Onlar yalnızca kendilerini saptırırlar, sana hiç bir zarar veremezler.
Allah sana Kitab-ı ve hikmeti (Kur'an'ın bağlam ve bütünlüğünü idrak etme yeteneği) indirmiş ve sana bilmediğini öğretmiştir.
Allah'ın lütfu sana gerçekten büyük olmuştur "(Nisa, 113)
"İşte böylece sana da emrimizle Kur'an'ı vahyettik.
Sen, kitap nedir, iman nedir bilmezdin.
Fakat biz onu kullarımızdan dilediğimizi kendisiyle  doğru  yola  eriştirdiğimiz bir nur kıldık.
Şüphesiz ki sen doğru bir yolu göstermektesin "(Şura, 52)
Bunlar vahyin ne kadar önemli olduğu ile alakalı Kur'an  ayetleridir.
ELÇİN'İN ÖNEMİ:
Vahiy, elçi olan kişinin dilinde hayat bulur.
Allah'ın gönderdiği Elçiler olmazsa vahiy diye bir şey olmaz.
Yüce Allah,  Resul vasıtasıyla insanlarla iletişim kurar.
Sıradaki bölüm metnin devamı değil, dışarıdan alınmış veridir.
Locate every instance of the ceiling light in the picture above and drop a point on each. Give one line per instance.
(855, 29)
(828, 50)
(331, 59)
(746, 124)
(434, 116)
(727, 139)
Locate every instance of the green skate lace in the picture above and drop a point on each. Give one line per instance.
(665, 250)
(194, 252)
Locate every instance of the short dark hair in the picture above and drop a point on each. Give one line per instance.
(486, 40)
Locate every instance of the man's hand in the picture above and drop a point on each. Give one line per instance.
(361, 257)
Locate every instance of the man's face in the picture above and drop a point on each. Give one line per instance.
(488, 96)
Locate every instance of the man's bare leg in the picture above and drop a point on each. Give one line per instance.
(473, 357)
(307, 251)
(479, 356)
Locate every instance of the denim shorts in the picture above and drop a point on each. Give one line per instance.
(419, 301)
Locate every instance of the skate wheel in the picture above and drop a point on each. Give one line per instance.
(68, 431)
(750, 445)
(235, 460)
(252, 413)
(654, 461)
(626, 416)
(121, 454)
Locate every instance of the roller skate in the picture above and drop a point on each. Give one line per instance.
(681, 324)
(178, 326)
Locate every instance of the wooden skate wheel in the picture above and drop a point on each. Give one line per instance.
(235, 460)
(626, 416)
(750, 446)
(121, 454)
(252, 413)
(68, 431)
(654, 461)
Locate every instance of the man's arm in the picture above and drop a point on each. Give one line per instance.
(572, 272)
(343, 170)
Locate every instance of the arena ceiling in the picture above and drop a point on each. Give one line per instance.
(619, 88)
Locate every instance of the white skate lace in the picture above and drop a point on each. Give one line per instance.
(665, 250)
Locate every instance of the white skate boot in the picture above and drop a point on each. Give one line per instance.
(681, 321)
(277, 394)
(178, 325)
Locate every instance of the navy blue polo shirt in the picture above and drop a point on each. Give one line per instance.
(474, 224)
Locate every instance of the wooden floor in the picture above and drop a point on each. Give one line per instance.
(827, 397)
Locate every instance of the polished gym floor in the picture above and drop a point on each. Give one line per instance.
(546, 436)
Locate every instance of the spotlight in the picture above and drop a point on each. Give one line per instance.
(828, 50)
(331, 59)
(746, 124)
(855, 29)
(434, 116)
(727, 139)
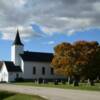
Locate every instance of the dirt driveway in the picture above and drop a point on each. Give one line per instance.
(53, 93)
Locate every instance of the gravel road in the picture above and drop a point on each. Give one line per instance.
(53, 93)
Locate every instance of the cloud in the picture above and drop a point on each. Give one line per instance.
(50, 16)
(49, 43)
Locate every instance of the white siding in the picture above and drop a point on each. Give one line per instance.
(16, 50)
(4, 73)
(13, 75)
(28, 70)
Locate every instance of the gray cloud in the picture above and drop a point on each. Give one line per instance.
(62, 16)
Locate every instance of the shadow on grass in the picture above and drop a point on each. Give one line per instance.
(4, 95)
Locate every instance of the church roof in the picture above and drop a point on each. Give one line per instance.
(11, 67)
(37, 56)
(17, 40)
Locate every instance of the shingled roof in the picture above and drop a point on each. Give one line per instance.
(17, 40)
(37, 56)
(11, 67)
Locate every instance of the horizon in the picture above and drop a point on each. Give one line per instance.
(43, 24)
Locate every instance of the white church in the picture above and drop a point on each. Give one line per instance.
(26, 65)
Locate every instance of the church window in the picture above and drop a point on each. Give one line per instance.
(52, 71)
(34, 70)
(43, 70)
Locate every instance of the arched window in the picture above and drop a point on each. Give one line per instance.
(52, 71)
(34, 70)
(43, 70)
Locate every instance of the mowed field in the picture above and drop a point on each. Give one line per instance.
(82, 86)
(5, 95)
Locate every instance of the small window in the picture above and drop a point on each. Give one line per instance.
(34, 70)
(52, 71)
(43, 70)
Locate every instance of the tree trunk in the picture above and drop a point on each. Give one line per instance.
(91, 82)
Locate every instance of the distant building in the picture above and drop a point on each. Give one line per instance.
(26, 65)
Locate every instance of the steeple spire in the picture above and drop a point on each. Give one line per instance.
(17, 40)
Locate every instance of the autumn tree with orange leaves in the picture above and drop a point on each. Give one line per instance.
(81, 59)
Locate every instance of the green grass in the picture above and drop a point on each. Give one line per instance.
(82, 86)
(4, 95)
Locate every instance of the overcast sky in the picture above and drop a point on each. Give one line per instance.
(48, 22)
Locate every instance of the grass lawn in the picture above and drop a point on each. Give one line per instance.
(4, 95)
(82, 86)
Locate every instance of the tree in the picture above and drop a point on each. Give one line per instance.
(82, 59)
(64, 59)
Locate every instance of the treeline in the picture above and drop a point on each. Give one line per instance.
(78, 61)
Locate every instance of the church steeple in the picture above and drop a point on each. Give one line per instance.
(17, 40)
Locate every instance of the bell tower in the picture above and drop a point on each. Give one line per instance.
(17, 49)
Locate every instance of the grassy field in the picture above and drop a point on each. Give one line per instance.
(82, 86)
(4, 95)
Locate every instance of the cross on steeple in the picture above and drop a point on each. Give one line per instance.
(17, 40)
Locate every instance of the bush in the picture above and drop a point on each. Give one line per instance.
(19, 79)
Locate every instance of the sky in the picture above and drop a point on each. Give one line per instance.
(45, 23)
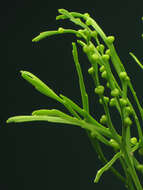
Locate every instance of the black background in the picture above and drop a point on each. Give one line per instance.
(46, 155)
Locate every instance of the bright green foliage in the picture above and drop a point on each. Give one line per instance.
(101, 57)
Vahyin insanlara ulaştırılmasında en ideal yöntem budur.
Bu yüzden Kur'an Elçilik makam ve mertebesinin üzerinde çok durur.
Vahiy Elçilik makam ve mertebesine o kadar değer verir ki, neredeyse Elçi'ye vahiy'den daha çok gönderme yapılır.
Çünkü elçinin örnekliği,
vahyi canlı olarak ortaya koyma,
dil ile onu hayata aktarma ve onu tam olarak yaşama vahiy'den daha değerli unsurlardır.
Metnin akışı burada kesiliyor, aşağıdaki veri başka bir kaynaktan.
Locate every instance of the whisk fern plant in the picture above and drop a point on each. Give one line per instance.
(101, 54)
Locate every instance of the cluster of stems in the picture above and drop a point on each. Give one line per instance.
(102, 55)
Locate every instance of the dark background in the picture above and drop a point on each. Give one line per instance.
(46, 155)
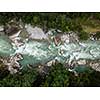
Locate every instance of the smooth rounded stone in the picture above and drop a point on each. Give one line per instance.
(81, 62)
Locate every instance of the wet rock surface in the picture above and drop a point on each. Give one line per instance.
(32, 49)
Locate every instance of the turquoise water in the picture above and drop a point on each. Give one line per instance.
(35, 52)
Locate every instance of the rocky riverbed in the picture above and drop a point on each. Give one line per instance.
(22, 45)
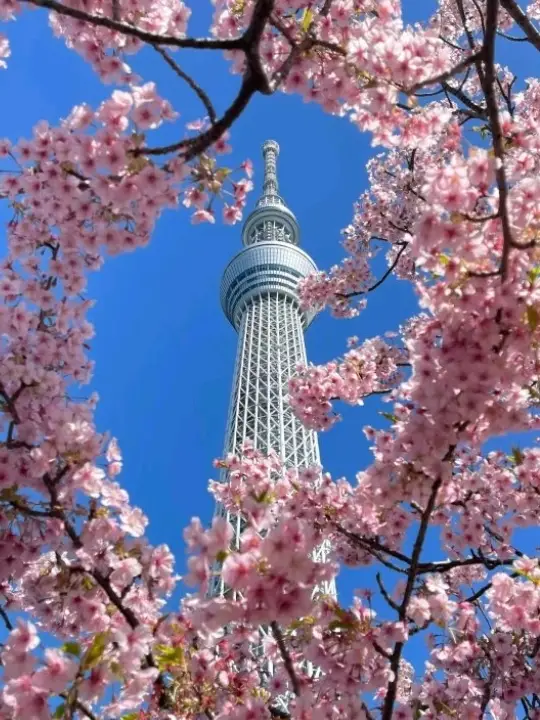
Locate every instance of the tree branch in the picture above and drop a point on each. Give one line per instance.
(287, 661)
(254, 80)
(131, 30)
(391, 693)
(445, 75)
(390, 270)
(203, 97)
(521, 19)
(488, 81)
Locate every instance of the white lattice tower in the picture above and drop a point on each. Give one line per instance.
(259, 295)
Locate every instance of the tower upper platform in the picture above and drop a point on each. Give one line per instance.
(270, 260)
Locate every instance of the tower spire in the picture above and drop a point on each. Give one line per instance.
(270, 155)
(271, 220)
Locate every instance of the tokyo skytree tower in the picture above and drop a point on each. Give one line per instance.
(259, 295)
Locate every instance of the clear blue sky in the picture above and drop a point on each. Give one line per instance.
(164, 351)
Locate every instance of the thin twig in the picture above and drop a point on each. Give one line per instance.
(382, 279)
(5, 618)
(488, 85)
(203, 97)
(521, 19)
(254, 80)
(391, 693)
(443, 77)
(285, 656)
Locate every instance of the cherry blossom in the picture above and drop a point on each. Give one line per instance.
(432, 525)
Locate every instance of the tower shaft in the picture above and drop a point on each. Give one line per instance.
(270, 346)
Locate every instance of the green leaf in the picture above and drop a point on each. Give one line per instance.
(95, 652)
(307, 19)
(167, 656)
(59, 712)
(221, 556)
(533, 318)
(71, 648)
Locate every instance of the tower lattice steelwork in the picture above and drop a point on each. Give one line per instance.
(259, 295)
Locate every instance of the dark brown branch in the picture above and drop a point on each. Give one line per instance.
(254, 80)
(5, 618)
(203, 97)
(285, 656)
(385, 594)
(521, 19)
(81, 707)
(443, 77)
(371, 544)
(391, 693)
(488, 82)
(191, 147)
(390, 270)
(152, 38)
(477, 110)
İnsanların üzerinde etkili olan vahiy'den daha çok onun mükemmel olarak hayata aktarılması ve eksiksiz yaşanmasıdır .
 Özellikle son vahiy olan Kur'an'ın Arapça olarak indirilmesi onun kitabın ve yazının gücünden daha çok  sözün gücüne sahip olduğu inkâr edilmez bir hakikat kılmıştır.
Sözün gücü karşısında yazının gücü yok zayıf kalır.
 İnsanlar kitaptan daha fazla söz, hitabet ve hareketlerden etkilenirler.
Kitap Elçiye o kadar gönderme yapar ki, gerçekten dinde Elçi olmazsa olmaz bir öneme sahiptir.
Kısacası ELÇİ KONUŞAN CANLI KUR'AN'DIR:
Bunun için Resule (Elçiye) itaat Allah'a itaat,
Elçiye (Resüle) isyan Allah'a isyan,
Elçiyi yalanlama Allah'ın ayetlerine karşı gelmek olarak kabul edilmiştir.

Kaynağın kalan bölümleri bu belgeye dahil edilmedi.